Marie N’Diaye se saisit de cette ville qui lui est familière mais ne la réduit pas à un décor. Au contraire, elle lui accorde une fonction métaphorique dans cette histoire qui ne laisse pas d’inquiéter. Nous sommes en hiver, Bordeaux est humide et gelée comme la mémoire gelée de Me Susane, comme la colère d’un client persuadé de porter le nom d’un négrier et qu’il veut changer « pour se dégager de l’ignominie ».

Avocate à Bordeaux, Me Susane est saisie d’une affaire horrifiante, l’assassinat de trois enfants par leur mère, dont le mari, Gilles Principaux, est celui en qui elle pense reconnaître un adolescent croisé à l’époque de son enfance, un souvenir qui n’arrive pas à briser la glace de sa mémoire.

L’impression violente qu’elle avait éprouvée quand Principaux était entré pour la première fois dans son bureau, cette impression qu’elle l’avait connu jadis à Caudéran et que cette unique mise en présence, cette singulière bataille avaient engendré « Maître Susane », elle ne la retrouvait pas. 

Ce patronyme, Principaux, l’amène à enquêter sur cet évènement passé devenu illisible. Elle associe à ce questionnement ses parents vivant à La Réole, sa femme de ménage Sharon, une femme sans papier, vivant à Lormont. Toute une géographie sociale est mise en place.

A Me Susane – c’est ainsi qu’elle est froidement nommée tout au long du roman, sans qu’un prénom ne vienne jamais dessiner une identité – Marie N’Diaye donne une voix intérieure, fenêtre ouverte sur ses pensées et ses sentiments dans une langue dense, charnue où il est question de « flétrissure », de « profanation » et de « martyrs », qui parle de douleurs morales infligées par cet événement passé, cette « une tumeur enkystée ».

Rien n’est lumière dans ce roman de Marie N’Diaye, parce que ce Bordeaux hivernal est particulièrement sombre et froid, parce que le mal est diffus, pas toujours identifiable mais terriblement attaché à notre humanité, parce que nos questionnements de lecteur se heurtent constamment à une fin de non recevoir.

C’est d’ailleurs bien là tout l’intérêt de ce roman qui interroge la mémoire faillible, oublieuse mais aussi à l’affût, capable de geler une existence douloureusement en quête de son identité. Il est inutile donc d’attendre que l’auteur livre un résultat ou un dénouement. L’énigme reste entière mais les drames qui se jouent dans ce roman occupent l’esprit longtemps après la lecture.
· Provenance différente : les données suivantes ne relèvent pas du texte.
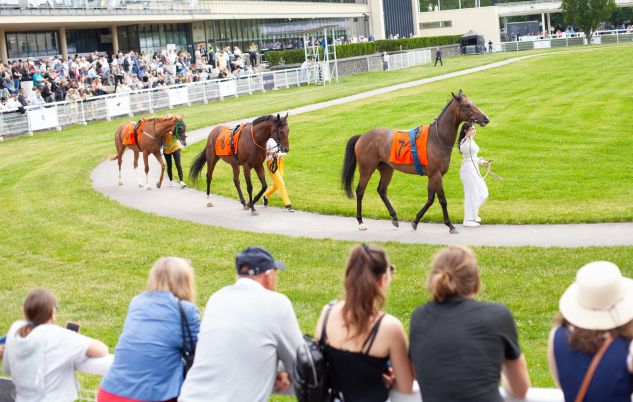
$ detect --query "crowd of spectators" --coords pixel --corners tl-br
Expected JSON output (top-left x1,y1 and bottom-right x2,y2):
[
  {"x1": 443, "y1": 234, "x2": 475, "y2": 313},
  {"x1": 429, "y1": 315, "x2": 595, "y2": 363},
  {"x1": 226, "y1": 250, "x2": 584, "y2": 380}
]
[
  {"x1": 0, "y1": 46, "x2": 258, "y2": 111},
  {"x1": 0, "y1": 244, "x2": 633, "y2": 402}
]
Véronique, le 21 juillet 2022

La vengeance m’appartient, Marie N’Diaye, Gallimard, 2021.

Les larmes de l’ETA, de Michel Sandoli

Pays basque et liberté. Voilà la définition de l’ETA. Se basant sur son expérience professionnelle à la police judiciaire, l’auteur Michel Sandoli nous livre un roman noir qui replace avec précision le dessein des groupes terroristes au pays basque. C’est un roman en deux parties.
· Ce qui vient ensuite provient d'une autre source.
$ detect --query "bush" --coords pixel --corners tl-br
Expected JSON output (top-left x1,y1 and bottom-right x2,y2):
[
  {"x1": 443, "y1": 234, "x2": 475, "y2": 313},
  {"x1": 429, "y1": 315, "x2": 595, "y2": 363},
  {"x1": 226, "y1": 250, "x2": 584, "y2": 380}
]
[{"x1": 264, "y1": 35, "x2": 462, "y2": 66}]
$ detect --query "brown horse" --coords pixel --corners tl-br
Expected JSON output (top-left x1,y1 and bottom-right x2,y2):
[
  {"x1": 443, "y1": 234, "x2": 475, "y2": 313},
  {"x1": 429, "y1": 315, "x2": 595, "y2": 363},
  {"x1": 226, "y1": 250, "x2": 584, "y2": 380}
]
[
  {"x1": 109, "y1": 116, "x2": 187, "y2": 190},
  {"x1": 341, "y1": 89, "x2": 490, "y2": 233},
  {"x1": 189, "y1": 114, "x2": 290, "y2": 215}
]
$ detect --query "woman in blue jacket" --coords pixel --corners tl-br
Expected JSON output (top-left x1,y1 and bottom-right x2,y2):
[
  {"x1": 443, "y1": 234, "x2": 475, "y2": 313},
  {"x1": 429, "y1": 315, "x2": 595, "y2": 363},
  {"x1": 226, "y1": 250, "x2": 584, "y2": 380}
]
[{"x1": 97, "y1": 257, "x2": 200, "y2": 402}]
La première nous plonge dans les années 80. Blanchard est alors chef du groupe de répression de la fausse monnaie. On lui demande d’abandonner une enquête alors qu’il s’apprête à mettre à jour un trafic de faux dollars. Au pays basque un berger français, Inaki Garaikoetxea, qui prône un peuple basque unissant français et espagnol, est froidement assassiné par un agent du GAL (groupe antiterroriste de libération). 
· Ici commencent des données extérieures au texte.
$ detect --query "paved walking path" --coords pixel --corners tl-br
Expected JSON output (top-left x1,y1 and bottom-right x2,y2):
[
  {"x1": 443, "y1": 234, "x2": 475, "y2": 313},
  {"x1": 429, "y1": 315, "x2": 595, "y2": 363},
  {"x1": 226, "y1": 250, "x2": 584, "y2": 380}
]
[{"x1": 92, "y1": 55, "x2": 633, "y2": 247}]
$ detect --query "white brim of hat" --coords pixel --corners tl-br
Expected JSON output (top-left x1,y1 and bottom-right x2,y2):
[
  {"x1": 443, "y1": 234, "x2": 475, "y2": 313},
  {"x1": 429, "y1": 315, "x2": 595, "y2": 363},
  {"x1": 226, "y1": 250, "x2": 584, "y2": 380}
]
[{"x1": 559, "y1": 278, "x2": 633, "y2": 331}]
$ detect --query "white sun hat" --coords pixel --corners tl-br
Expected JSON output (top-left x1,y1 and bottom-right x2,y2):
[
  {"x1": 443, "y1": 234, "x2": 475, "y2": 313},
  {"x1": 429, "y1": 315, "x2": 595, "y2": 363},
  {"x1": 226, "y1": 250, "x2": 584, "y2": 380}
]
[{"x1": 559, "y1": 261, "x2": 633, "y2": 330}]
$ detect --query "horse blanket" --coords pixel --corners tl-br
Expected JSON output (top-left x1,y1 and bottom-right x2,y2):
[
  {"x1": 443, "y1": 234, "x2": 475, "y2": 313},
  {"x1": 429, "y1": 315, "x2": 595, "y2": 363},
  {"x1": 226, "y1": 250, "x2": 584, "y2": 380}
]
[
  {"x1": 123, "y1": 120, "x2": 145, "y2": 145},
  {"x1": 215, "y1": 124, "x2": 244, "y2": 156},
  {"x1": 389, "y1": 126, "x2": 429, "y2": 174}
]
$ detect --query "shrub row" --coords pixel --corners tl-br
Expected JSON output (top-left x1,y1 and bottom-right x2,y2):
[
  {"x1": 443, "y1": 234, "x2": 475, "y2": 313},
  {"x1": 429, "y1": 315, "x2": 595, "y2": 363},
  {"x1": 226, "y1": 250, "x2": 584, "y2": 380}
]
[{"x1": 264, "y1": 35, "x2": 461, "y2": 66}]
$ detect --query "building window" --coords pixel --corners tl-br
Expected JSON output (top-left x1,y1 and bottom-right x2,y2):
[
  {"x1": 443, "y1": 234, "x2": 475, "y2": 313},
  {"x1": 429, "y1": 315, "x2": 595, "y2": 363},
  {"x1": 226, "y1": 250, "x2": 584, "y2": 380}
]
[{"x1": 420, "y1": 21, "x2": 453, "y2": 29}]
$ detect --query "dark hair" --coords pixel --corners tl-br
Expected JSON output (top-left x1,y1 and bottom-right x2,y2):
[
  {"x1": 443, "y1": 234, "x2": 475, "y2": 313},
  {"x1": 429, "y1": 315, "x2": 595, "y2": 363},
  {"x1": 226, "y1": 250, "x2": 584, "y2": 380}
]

La seconde partie du roman nous entraîne 20 ans plus tard. Le frère d’Inaki, Anton, sort de la prison de Gradignan après avoir purgé sa peine pour l’assassinat du meurtrier présumé de son frère. Blanchard, qui a rejoint la brigade criminelle, accompagné de deux collègues vont le mettre sous protection après une tentative d’enlèvement. L’ETA a bien déposé les armes mais leur trésor de guerre n’a jamais été trouvé. Quel est le rapport avec ce berger ? Pour le savoir il faut lire les larmes de l’ETA.

Les éditions Sud Ouest ont commandé, à plusieurs auteurs, des romans noirs avec comme point commun le lieu de l’action : le Sud Ouest de la France. Ces livres sont distribués en maisons de la presse et sur le site SORoman.

J’ai beaucoup apprécié lire une intrigue qui se situait dans des lieux où j’avais soit vécu soit connu en vacances (région bordelaise, les landes et le pays basque). D’autre part c’est un récit extrêmement bien documenté sur le fonctionnement de la police, des services de renseignement en France et en Espagne et sur l’histoire contemporaine du pays basque. Un bon roman pour cet été.